Mi semana santa sabe a bollos dormidos, a torrijas calentitas y a las perrunillas de mi madre. Mi semana santa huele a incienso, a sudor de costal, a cera y azahar. Suena a marchas procesionales, a racheo de alpargatas recalentadas, a gritos de ¡ánimo valiente! y ¡al cielo con ella! Pero también a un silencio profundo que a veces perfora los tímpanos con más intensidad que la algarabía callejera.
He aquí una de las paradojas de mi vida, porque una, que no frecuenta altares más que por compromiso ni ha heredado la devoción iconoclasta de la familia, se declara muy fan de estas fiestas de primavera cuando las ciudades se transforman en un inmenso escenario al aire libre donde cada año se representa la misma obra aunque siempre distinta. Lo siento. No encuentro una explicación coherente para semejante contrasentido. Esta extravagancia en mi doctrina vital no reside en el fervor religioso sino en la belleza que alimenta todos los sentidos.
Yo no nací con esta pasión desde chica. Incluso puedo rememorar cuándo se originó el prodigio. Fue una madrugada de viernes santo. Sentada en el bordillo de una acera a las puertas de un convento de clausura, no sé cuál. Tenía 18 años, un minúsculo piso en Sevilla y una amiga de visita. Aún no había estallado la burbuja semanasantera. Una luna inmensa caía a plomo sobre la plaza iluminando el cortejo procesional. Los naranjos en flor y el rastro del incienso envolvían la noche sin viento. Por una de las esquinas de la plaza se dibujó la silueta de un Cristo que cargaba una cruz de madera. Primero fue solo una sombra en la pared pero la calle bullanguera enmudeció. Cuando el paso giró noventa grados en una revuelta lenta e imposible, apareció la imagen de un Nazareno alto, encorvado bajo el peso de la cruz, con la muerte reflejada en su piel de madera tallada. Le miré a la cara. El rostro, ennegrecido por el tiempo y el humo de los cirios, era la viva imagen de un dolor pacífico y resignado que debió tomar prestado Juan de Mesa, allá por el siglo XVII, de algún moribundo sevillano en los que solía inspirarse para plasmar los instantes previos a la muerte. Le miré, y mientras lo hacía, desde detrás de las rejas del convento surgió una voz de mujer, cristalina, casi transparente, que le rezaba cantando. Fue tanta la belleza del instante que a veces me pregunto si no lo habré soñado.

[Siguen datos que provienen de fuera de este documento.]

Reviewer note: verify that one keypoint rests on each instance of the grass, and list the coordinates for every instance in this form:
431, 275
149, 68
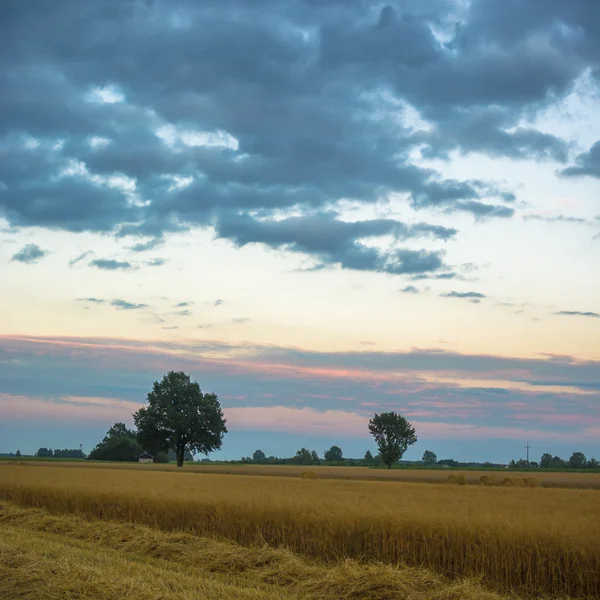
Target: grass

La Semana Santa está llena de momentos íntimos, de pequeñas historias que nos atan a lugares y los convierten en fotos fijas de nuestra memoria sentimental. Años después, otro Gran Poder me robó el corazón en Alicante. Fue un miércoles santo en la calle del Pozo. Huyendo de las carreras oficiales. En una esquina, la luna que reposaba sobre el castillo de Santa Bárbara se dejó caer sobre el paso que avanzaba en silencio. Fue apenas un relámpago mágico pero se te pega a la piel como salitre. Para gozar del espectáculo imaginero que nos ofrece esta conmemoración religiosa hay que recluirse en espacios pequeños. En calles estrechas del casco antiguo donde tienes que pegarte a la pared para dejar que transcurra el cortejo, formando parte de él. Observar de cerca las tallas, oler la madera de los pasos, escuchar su crujido acompasado, el tintineo de las borlas de un palio, el golpeo simétrico de los bastones del Cristo de la Buena Muerte, la letanía de las oraciones de los penitentes...
La última vez que me sorprendí rezando, como un reflejo instintivo, estaba viendo la procesión del Perdón en la calle Labradores. Fue por Gabriel García Márquez. Como Úrsula Iguarán, él también murió un jueves santo.